You keep switching tenses and distances here. Sentence 1 used "those," sentence 2 uses "these" and present tense, sentence 3 present, sentence 4 past. 5 and 6 present. As far as ideas go, fine, but please phrase it in a way that makes you sound older than 14.
5) The diamonds on their rings — don’t they know how those get mined?
Back to present, but more egregiously, completely wrote. Also, somehow, you managed to take the em dash and use it poorly. Impressive.
6) And why don’t they care?
By this point I think the reader's eyes would be bleeding. Now, look, I am not an advocate of prescriptive grammar, but when you break grammar rules, it's to attract attention to a sentence or an idea. Starting sentences with a coordinating conjunction is a very potent way of doing this because you have the capital "A" in "And" to tell the reader "hey, look over here, what I'm about to say is important." It quite literally stands out next to the other letters around it, especially because you have all this additional black space from the period "[..]. And [...]." The thing is, when you snap the reader's attention like that, you need to make sure what you're about to tell them is fucking fire; I mean like, off the fucking wall good; a sentence so good they're going to laugh, chuff, or reread in astonishment. "And why don’t they care?" is not that. That especially suffers from being rote. That (and variants in the second person) is a very common construction. Further, you're burning word count for no gain, this sentence would be stronger as "Why don't they care?"

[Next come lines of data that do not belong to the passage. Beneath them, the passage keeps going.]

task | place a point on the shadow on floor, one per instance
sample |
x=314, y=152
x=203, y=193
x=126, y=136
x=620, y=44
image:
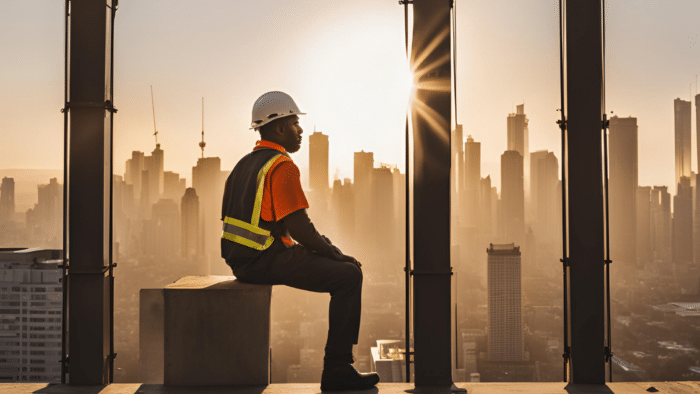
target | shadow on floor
x=588, y=389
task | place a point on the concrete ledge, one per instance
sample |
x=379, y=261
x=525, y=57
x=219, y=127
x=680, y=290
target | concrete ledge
x=215, y=331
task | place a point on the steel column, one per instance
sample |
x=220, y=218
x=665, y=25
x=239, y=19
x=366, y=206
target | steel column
x=585, y=169
x=89, y=186
x=431, y=115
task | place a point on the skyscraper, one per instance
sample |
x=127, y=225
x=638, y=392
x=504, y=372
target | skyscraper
x=208, y=181
x=518, y=140
x=485, y=209
x=472, y=180
x=318, y=161
x=173, y=186
x=165, y=228
x=544, y=177
x=661, y=225
x=682, y=223
x=681, y=115
x=46, y=218
x=456, y=172
x=362, y=186
x=623, y=189
x=7, y=200
x=382, y=211
x=643, y=221
x=134, y=168
x=512, y=196
x=190, y=234
x=505, y=337
x=30, y=324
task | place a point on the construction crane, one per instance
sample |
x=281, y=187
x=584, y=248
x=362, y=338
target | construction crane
x=202, y=144
x=153, y=107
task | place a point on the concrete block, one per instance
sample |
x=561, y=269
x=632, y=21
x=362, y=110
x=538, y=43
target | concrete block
x=151, y=336
x=215, y=331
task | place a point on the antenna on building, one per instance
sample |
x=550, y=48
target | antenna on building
x=153, y=107
x=202, y=144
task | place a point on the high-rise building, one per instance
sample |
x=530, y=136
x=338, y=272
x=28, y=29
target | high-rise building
x=518, y=140
x=457, y=172
x=318, y=161
x=7, y=200
x=544, y=177
x=472, y=180
x=382, y=211
x=623, y=189
x=681, y=116
x=485, y=209
x=661, y=225
x=154, y=165
x=46, y=218
x=362, y=186
x=165, y=228
x=505, y=336
x=682, y=223
x=343, y=207
x=208, y=181
x=189, y=212
x=173, y=186
x=512, y=196
x=31, y=297
x=696, y=190
x=643, y=220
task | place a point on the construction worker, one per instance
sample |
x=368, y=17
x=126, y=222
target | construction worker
x=264, y=208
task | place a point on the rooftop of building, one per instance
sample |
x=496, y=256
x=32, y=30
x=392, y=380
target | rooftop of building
x=382, y=388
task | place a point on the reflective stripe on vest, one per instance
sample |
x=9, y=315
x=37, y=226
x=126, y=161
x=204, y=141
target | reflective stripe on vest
x=249, y=234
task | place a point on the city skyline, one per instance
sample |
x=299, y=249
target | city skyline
x=370, y=33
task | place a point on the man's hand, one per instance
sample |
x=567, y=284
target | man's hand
x=343, y=257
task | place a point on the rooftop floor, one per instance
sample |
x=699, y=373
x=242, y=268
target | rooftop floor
x=383, y=388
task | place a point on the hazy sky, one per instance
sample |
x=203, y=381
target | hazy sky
x=344, y=63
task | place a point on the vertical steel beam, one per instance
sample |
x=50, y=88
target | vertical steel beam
x=88, y=206
x=431, y=114
x=586, y=235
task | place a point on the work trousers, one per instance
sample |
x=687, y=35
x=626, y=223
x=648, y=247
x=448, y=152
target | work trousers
x=298, y=267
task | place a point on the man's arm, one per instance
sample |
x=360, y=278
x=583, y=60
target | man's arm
x=303, y=231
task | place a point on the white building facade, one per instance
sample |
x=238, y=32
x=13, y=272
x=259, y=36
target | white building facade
x=31, y=304
x=505, y=336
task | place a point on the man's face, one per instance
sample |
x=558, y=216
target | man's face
x=291, y=134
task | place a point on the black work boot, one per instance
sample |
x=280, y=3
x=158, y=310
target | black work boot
x=343, y=376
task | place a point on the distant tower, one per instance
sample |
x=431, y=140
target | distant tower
x=202, y=144
x=660, y=218
x=544, y=179
x=382, y=211
x=681, y=112
x=518, y=140
x=505, y=341
x=208, y=180
x=134, y=168
x=165, y=228
x=643, y=221
x=456, y=182
x=485, y=209
x=623, y=189
x=512, y=196
x=318, y=161
x=7, y=200
x=472, y=180
x=682, y=244
x=362, y=187
x=189, y=212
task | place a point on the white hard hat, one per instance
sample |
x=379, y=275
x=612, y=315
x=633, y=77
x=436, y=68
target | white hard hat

This paragraph could be one sentence and communicate one of it's ideas the same, an example
> The wealthy are performatively blind to the shape of their extraction, ignoring the ways in which the suffering of the global south subsidizes their luxury purchases.
The one good thing you have here is a strong sense of voice. Even without your use italics, these sentences have clear tones and inflection points. The problem is that voice is annoying as shit.
You are going to live rent free in my head for the rest of my life. It's going to be even funnier when I find out you're 26 and failed to launch.